The GDP estimates show that the economy grew at the rate of 8.2 % in the first quarter of 2018 (April-June).

What is the anomaly in it?

  • Despite the impressive growth, a feel-good sentiment has been largely missing.
  • There is also confusion on how to interpret the growth while the  economy faces various serious issues like
    1. the depreciating rupee,
    2. rising bank bad loans, or NPAs,
    3. a trade deficit that has shot up to a five-year high,
    4. and retail fuel prices that are inching up every day.

What is the reason for the anomaly?

  • Base effect - A part of the reason for this is the low base, which has produced a statistical effect, making growth appear faster.
  • Sectoral differences - Some parts of the economy grew faster, while a few others did not.
  • Agricultural GDP growth quickened as two successive years of good rains improved farm produce.
  • Manufacturing and construction industries, that were dealt a severe shock by demonetisation, recovered.
  • Services growth slowed. The sector includes trade, hotels and transport, and the financial, real estate and professional services as well as public administration and defence services.
  • Services sector largely represents the economic sentiment of the urban and semi-urban Indians.
  • Hence the poor performance of services probably explains the sense of disconnect with the growth estimate being expressed in some quarters.
  • Consumption - Private consumption expenditure growth has quickened, relative to the preceding quarter, as well as compared to the same quarter last year.

So what drives the current GDP growth?

  • The current GDP growth is largely driven by consumption.
  • There are further suggestions that a consumption boom is in the making.
  • This is possibly driven by the government salary and pension hikes including at the State level.
  • Consumer industries are also reporting robust rural sales growth.

What is the need for caution?

  • Unsustainablity - The high growth in the years preceding the 2008 global financial crisis was driven by savings and investments.
  • The global economic downturn disrupted this trend and hence investments slowed down.
  • There were expectations that this would revive, but the economy is still not out of the investments slowdown.
  • So the GDP growth continues to be powered by consumption, and not investments.
  • This is a cause for concern as the consumption-led growth is sustainable only up to a point.
  • Quarterly estimates - The estimates for the upcoming quarters will not enjoy the benefit of the low-base effect.
  • Moreover, the first quarter estimates are early indicators, which may not necessarily be representative of the remaining months.

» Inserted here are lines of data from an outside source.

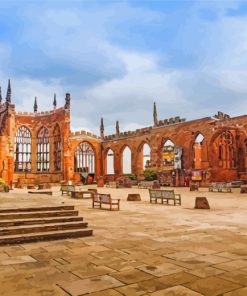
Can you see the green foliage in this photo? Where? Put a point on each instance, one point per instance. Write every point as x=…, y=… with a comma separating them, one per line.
x=132, y=176
x=150, y=174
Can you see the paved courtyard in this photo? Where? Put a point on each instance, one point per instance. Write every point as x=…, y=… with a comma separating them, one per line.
x=144, y=249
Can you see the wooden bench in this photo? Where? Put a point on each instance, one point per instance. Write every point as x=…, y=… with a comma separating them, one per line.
x=145, y=184
x=164, y=195
x=67, y=189
x=100, y=199
x=220, y=187
x=111, y=184
x=82, y=194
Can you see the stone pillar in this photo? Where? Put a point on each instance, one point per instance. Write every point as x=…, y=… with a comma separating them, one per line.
x=10, y=170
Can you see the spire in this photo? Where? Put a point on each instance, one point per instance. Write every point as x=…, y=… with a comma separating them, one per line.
x=117, y=128
x=35, y=105
x=8, y=96
x=55, y=101
x=155, y=115
x=102, y=128
x=67, y=101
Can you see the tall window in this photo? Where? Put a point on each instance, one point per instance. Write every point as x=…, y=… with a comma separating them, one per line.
x=84, y=158
x=168, y=154
x=57, y=148
x=23, y=149
x=146, y=155
x=126, y=160
x=197, y=149
x=110, y=162
x=43, y=150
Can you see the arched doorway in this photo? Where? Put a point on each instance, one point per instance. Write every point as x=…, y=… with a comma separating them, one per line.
x=110, y=162
x=197, y=151
x=126, y=161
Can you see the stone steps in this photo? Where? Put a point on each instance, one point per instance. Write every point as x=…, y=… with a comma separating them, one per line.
x=53, y=235
x=32, y=224
x=35, y=221
x=44, y=228
x=35, y=209
x=36, y=214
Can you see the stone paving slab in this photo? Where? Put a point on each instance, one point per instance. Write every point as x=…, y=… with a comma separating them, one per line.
x=177, y=290
x=94, y=284
x=141, y=250
x=212, y=286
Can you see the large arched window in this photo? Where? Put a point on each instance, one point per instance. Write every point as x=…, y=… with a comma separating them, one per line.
x=197, y=151
x=126, y=160
x=23, y=149
x=84, y=158
x=43, y=150
x=146, y=156
x=110, y=162
x=57, y=148
x=225, y=149
x=168, y=154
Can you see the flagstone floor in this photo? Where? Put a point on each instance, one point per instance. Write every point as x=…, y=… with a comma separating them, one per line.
x=144, y=249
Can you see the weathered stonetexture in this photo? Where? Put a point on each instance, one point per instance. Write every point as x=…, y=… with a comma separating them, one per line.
x=221, y=156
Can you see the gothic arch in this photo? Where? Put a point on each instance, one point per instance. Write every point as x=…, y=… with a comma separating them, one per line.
x=126, y=159
x=84, y=158
x=109, y=161
x=143, y=157
x=23, y=149
x=57, y=147
x=43, y=150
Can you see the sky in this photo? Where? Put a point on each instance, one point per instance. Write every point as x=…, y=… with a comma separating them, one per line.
x=116, y=58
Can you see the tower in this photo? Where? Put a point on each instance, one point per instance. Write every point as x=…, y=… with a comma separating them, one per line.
x=155, y=115
x=8, y=95
x=35, y=105
x=55, y=101
x=102, y=129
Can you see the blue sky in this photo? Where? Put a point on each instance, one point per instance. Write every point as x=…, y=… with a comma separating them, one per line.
x=117, y=57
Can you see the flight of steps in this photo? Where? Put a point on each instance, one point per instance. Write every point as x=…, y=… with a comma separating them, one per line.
x=22, y=225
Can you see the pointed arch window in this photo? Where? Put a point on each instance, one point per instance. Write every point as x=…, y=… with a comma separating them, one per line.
x=126, y=160
x=43, y=150
x=197, y=150
x=22, y=157
x=146, y=155
x=57, y=148
x=84, y=158
x=110, y=162
x=168, y=154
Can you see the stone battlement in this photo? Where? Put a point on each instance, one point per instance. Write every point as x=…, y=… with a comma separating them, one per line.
x=83, y=133
x=145, y=130
x=221, y=116
x=40, y=113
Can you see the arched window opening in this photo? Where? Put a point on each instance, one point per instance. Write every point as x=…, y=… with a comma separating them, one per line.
x=22, y=150
x=84, y=158
x=43, y=150
x=199, y=139
x=126, y=160
x=226, y=149
x=220, y=152
x=110, y=162
x=146, y=156
x=57, y=148
x=168, y=154
x=197, y=150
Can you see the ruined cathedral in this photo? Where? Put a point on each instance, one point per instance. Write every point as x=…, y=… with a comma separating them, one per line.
x=39, y=147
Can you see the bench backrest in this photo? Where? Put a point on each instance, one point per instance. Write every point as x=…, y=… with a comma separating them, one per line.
x=155, y=193
x=67, y=188
x=102, y=197
x=146, y=183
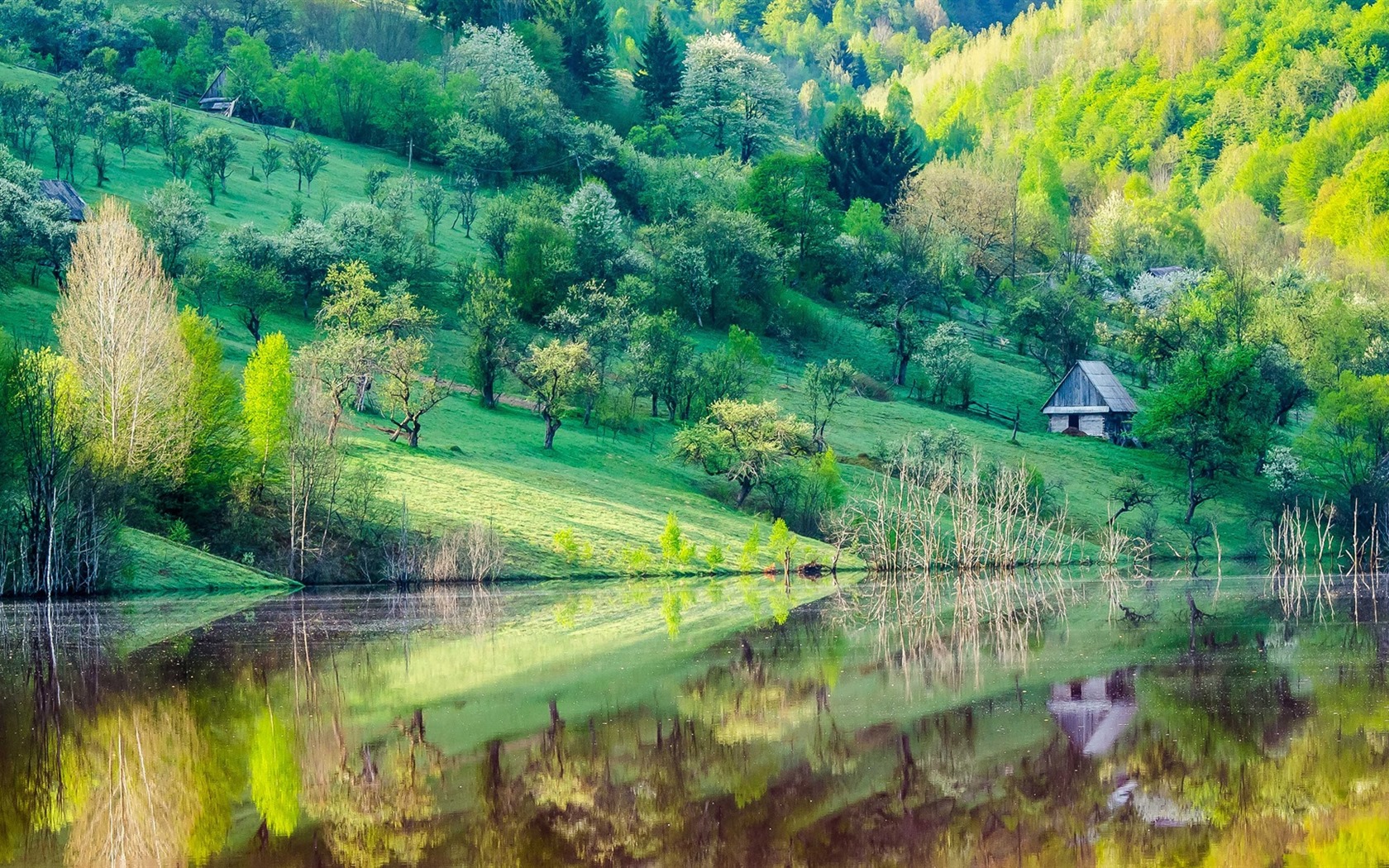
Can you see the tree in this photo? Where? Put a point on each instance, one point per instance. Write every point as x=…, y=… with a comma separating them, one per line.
x=976, y=204
x=792, y=196
x=175, y=221
x=126, y=131
x=21, y=118
x=1054, y=322
x=555, y=373
x=374, y=335
x=947, y=361
x=270, y=160
x=308, y=156
x=741, y=441
x=65, y=122
x=431, y=204
x=308, y=250
x=100, y=138
x=600, y=320
x=1348, y=439
x=584, y=39
x=1211, y=416
x=733, y=99
x=902, y=271
x=657, y=74
x=489, y=317
x=34, y=228
x=253, y=290
x=169, y=128
x=464, y=203
x=599, y=241
x=212, y=153
x=868, y=157
x=269, y=392
x=825, y=386
x=118, y=325
x=661, y=359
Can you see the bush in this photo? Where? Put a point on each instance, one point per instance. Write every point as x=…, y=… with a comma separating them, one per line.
x=474, y=551
x=871, y=389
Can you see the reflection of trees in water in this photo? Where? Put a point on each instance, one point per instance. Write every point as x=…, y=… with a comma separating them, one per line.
x=935, y=628
x=49, y=668
x=145, y=796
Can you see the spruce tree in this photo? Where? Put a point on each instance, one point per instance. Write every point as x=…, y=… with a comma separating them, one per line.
x=868, y=156
x=659, y=74
x=584, y=39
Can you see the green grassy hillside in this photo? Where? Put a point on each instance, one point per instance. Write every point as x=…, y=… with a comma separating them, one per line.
x=614, y=492
x=249, y=202
x=153, y=564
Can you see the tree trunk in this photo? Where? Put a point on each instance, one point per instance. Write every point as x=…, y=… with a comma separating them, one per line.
x=1191, y=492
x=745, y=488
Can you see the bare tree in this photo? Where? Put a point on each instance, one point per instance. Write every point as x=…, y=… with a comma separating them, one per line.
x=118, y=325
x=314, y=467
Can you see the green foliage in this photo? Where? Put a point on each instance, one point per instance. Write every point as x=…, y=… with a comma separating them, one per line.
x=274, y=775
x=714, y=557
x=269, y=389
x=867, y=157
x=1213, y=417
x=659, y=73
x=1349, y=436
x=752, y=547
x=568, y=546
x=733, y=100
x=742, y=442
x=947, y=361
x=792, y=196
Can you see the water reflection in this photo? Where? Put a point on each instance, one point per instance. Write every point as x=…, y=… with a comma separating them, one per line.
x=974, y=720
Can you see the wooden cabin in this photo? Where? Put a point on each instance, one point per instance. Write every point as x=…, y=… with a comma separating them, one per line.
x=212, y=99
x=65, y=195
x=1091, y=402
x=1095, y=712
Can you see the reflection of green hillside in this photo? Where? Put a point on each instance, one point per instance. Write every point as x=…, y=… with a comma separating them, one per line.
x=580, y=724
x=159, y=617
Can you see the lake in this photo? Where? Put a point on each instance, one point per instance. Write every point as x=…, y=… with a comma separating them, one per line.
x=1043, y=718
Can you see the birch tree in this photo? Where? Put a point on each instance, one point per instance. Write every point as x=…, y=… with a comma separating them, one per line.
x=118, y=325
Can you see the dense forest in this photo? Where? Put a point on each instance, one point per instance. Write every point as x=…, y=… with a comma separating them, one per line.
x=766, y=260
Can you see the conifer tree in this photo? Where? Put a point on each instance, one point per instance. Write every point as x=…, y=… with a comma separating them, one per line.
x=584, y=38
x=659, y=74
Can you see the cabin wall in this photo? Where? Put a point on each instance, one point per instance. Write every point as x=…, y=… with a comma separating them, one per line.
x=1091, y=424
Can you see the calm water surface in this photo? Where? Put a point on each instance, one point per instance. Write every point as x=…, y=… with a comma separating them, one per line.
x=1041, y=720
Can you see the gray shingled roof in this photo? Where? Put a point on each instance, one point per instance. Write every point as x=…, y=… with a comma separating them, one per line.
x=67, y=195
x=1109, y=386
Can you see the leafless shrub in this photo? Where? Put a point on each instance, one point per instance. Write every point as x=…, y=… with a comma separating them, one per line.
x=474, y=551
x=957, y=514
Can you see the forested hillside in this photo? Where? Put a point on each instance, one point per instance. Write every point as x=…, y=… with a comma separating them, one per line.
x=598, y=285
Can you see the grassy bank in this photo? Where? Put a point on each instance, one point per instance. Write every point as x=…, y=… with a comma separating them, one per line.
x=153, y=564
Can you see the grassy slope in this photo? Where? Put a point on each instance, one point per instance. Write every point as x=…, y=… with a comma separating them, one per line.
x=614, y=494
x=157, y=564
x=343, y=179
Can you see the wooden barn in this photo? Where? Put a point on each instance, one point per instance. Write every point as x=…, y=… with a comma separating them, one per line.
x=65, y=195
x=212, y=98
x=1092, y=402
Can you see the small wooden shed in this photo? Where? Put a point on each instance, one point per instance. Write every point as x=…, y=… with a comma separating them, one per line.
x=1092, y=402
x=65, y=195
x=212, y=98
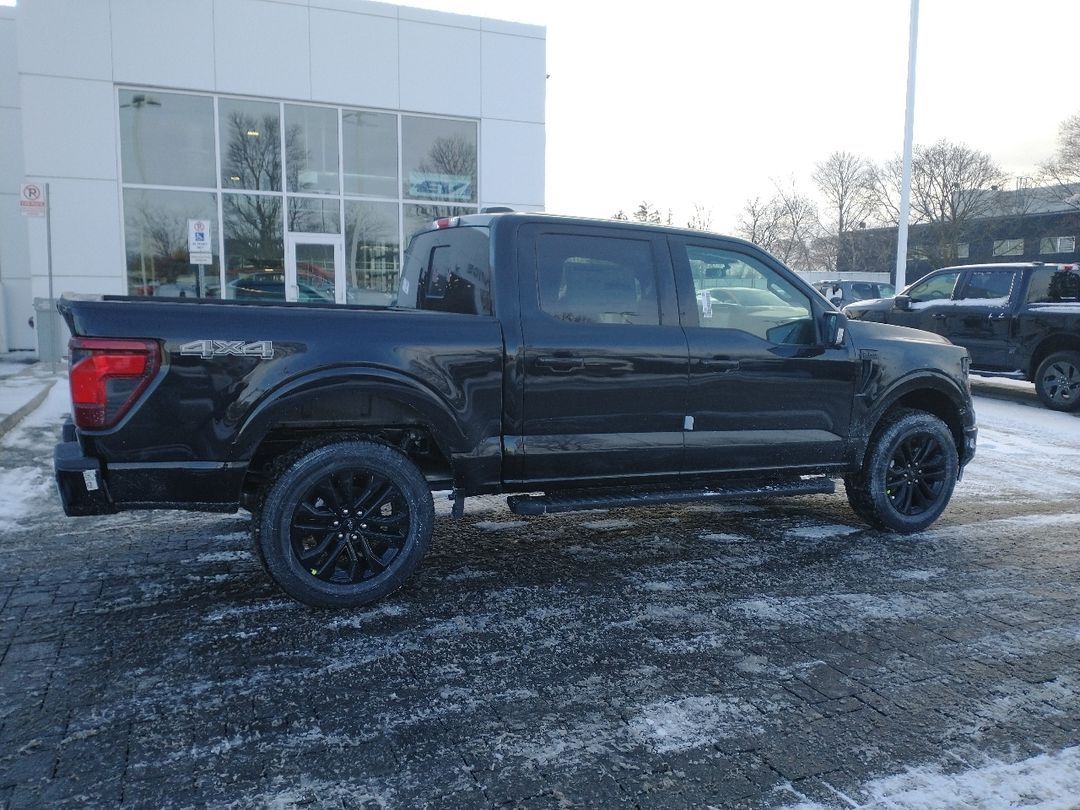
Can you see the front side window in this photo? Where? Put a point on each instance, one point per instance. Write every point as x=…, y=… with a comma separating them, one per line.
x=988, y=284
x=597, y=280
x=736, y=291
x=1052, y=285
x=934, y=288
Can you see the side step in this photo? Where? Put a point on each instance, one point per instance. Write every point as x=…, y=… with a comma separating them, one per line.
x=538, y=504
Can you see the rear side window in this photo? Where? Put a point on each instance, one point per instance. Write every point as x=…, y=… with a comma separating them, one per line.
x=984, y=284
x=597, y=280
x=1051, y=285
x=448, y=270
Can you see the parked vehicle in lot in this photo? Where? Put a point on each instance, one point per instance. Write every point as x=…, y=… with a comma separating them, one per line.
x=572, y=363
x=1016, y=320
x=842, y=292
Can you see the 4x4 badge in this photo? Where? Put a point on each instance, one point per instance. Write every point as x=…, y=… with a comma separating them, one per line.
x=207, y=349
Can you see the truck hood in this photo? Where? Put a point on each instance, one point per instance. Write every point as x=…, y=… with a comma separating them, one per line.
x=865, y=334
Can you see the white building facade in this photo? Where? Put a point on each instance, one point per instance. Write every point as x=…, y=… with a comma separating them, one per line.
x=293, y=145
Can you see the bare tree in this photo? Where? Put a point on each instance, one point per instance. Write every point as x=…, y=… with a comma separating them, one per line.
x=1063, y=170
x=844, y=180
x=952, y=187
x=759, y=223
x=701, y=220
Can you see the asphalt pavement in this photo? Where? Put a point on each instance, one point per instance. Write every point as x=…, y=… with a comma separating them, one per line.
x=765, y=655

What are the challenges ahead?

  • Sustaining the 8%-plus growth rate beyond the first quarter requires a far more pro-active policy push.
  • The rising international crude prices and the risk of inter-country trade wars are some of the global challenges.
  • All these are likely to keep the current account deficit, and therefore the rupee, under stress.
  • A depreciating rupee could further inflate retail fuel prices.
  • The central and state governments can cut the taxes on them but this would increase the fiscal deficit.
  • RBI can hike interest rates to arrest the rupee’s depreciation.
  • But that will further increase the cost of borrowing, including the government’s debt.
  • Reforms to promote growth with appropriate contributions from all the sectors of the economy are essential.